The usual method of keeping excessive interrogation power from entering the receiver is to employ a transmitter-receiver signal duplexer in the form of a directional coupler, a circulator or a bridge circuit. Such circuit elements only provide the necessary degree of isolation when carefully adjusted to achieve an appropriate match between the input impedance of the antenna structure, and a characteristic impedance of the duplexer structure. Even when such isolation is achieved by careful adjustment, introduction of objects to be sorted of significant size within the field of the interrogator antenna system will change its impedance properties by a sufficient amount to destroy the isolation achieved. The problem is not significantly alleviated by using separate transmitter and receiver elements because the factors just mentioned make maintenance of a high degree of isolation between such elements impossible to maintain.

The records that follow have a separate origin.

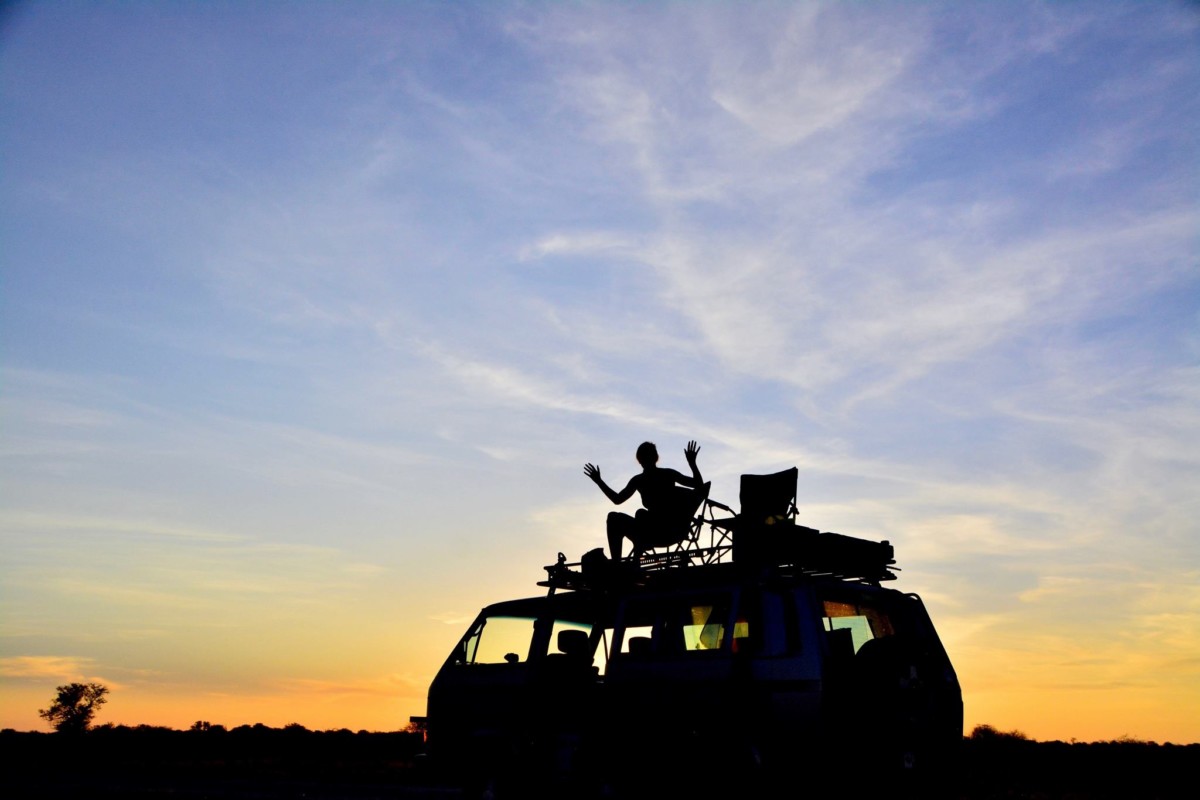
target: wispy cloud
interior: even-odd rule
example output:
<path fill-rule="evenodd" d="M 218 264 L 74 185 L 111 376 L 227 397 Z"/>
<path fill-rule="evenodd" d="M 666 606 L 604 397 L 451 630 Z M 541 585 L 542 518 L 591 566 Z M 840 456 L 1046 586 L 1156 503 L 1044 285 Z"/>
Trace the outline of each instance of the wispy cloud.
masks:
<path fill-rule="evenodd" d="M 91 674 L 95 663 L 95 659 L 78 656 L 10 656 L 0 658 L 0 675 L 82 681 Z"/>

As well as producing a loss of sensitivity of the receiver due to saturation, lack of sufficient isolation between transmitter and receiver paths can produce other undesirable effects. It is frequently the case that in order to enhance the coupling between label and interrogation apparatus, a single label antenna operating over a relatively narrow frequency band is used, and the reply signals occupy a portion of the electromagnetic spectrum close to the transmitted spectrum. In this situation phase noise inevitably present in the transmitter signal will appear as background noise in the receiver channel, and will provide an unwelcome limitation to sensitivity.
Further problems arise in the receiver structure normally used as a means of avoiding effects of low frequency phase noise in either transmitter or receiver local oscillator. The receiver structure normally used is the homodyne receiver in which the same oscillator is used as the primary generator of transmitted signal and as a local oscillator for the down-converting mixer in the receiver. Such receivers have the benefit of avoiding the effects of low frequency phase noise which arise when separate transmitter and receiver local oscillators are used.

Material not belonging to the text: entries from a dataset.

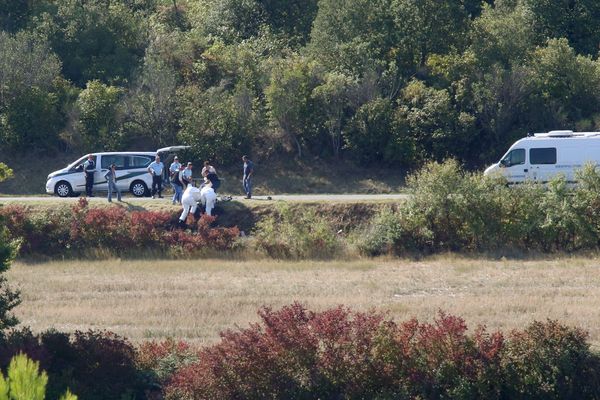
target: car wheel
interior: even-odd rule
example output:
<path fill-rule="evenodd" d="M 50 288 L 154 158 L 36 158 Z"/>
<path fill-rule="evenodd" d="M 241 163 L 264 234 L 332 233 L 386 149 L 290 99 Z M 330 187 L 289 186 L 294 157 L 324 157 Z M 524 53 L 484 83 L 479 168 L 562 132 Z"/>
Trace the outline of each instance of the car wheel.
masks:
<path fill-rule="evenodd" d="M 54 193 L 59 197 L 70 197 L 73 195 L 73 188 L 69 182 L 60 181 L 54 186 Z"/>
<path fill-rule="evenodd" d="M 142 181 L 135 181 L 131 184 L 129 191 L 135 197 L 143 197 L 146 195 L 146 193 L 148 193 L 148 186 L 146 186 L 146 184 Z"/>

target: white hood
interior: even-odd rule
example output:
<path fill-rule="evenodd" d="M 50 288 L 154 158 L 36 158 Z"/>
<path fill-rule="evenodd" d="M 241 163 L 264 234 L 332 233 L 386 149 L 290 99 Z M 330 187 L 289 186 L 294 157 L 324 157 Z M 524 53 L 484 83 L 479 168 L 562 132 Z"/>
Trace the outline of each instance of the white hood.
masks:
<path fill-rule="evenodd" d="M 483 172 L 483 175 L 489 176 L 495 173 L 496 171 L 500 171 L 500 163 L 492 164 L 489 167 L 487 167 Z"/>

However, homodyne receivers have the property that the phase between the reply signal and the local oscillator presented to the down-converting mixer is relevant to performance, in that when those two signals are in quadrature, there is no mixer output in the desired output passband. When very low interrogation frequencies are used, the requirement to maintain an appropriate phase relationship between the reply signal and the receiver local oscillator can be achieved by initial design and adjustment of the interrogator circuits. As, however, interrogation frequency rises toward the higher values desired to allow low-cost processes to be employed in manufacture of labels, phase shifts, due to the movement of objects to be identified within the scanning field and time delays in the propagation path between the label and interrogator antennas, make the phase of the reply reaching the receiver mixer uncertain, and positions of the label occur for which effectively no reply is seen. Measures need to be taken to deal with this matter.
The usual measure is to split the reply signal into two halves which are down-converted in frequency in separate mixers, the local oscillator signals fed to those mixers being in phase quadrature. The output signals from the mixers are then either re-combined after one is modified to suffer a further phase shift over the relevant band, or are separately decoded, and compared in amplitude and in the decoded result, before a decision is made on whether a correct reply has been received. Each of these measures has its shortcomings, either in distortion of the signal envelope in the in-phase and quadrature channel recombination process, or in introducing additional complexity to the interrogator through the requirement to provide circuits for processing of split signals down to and including the decoding operation.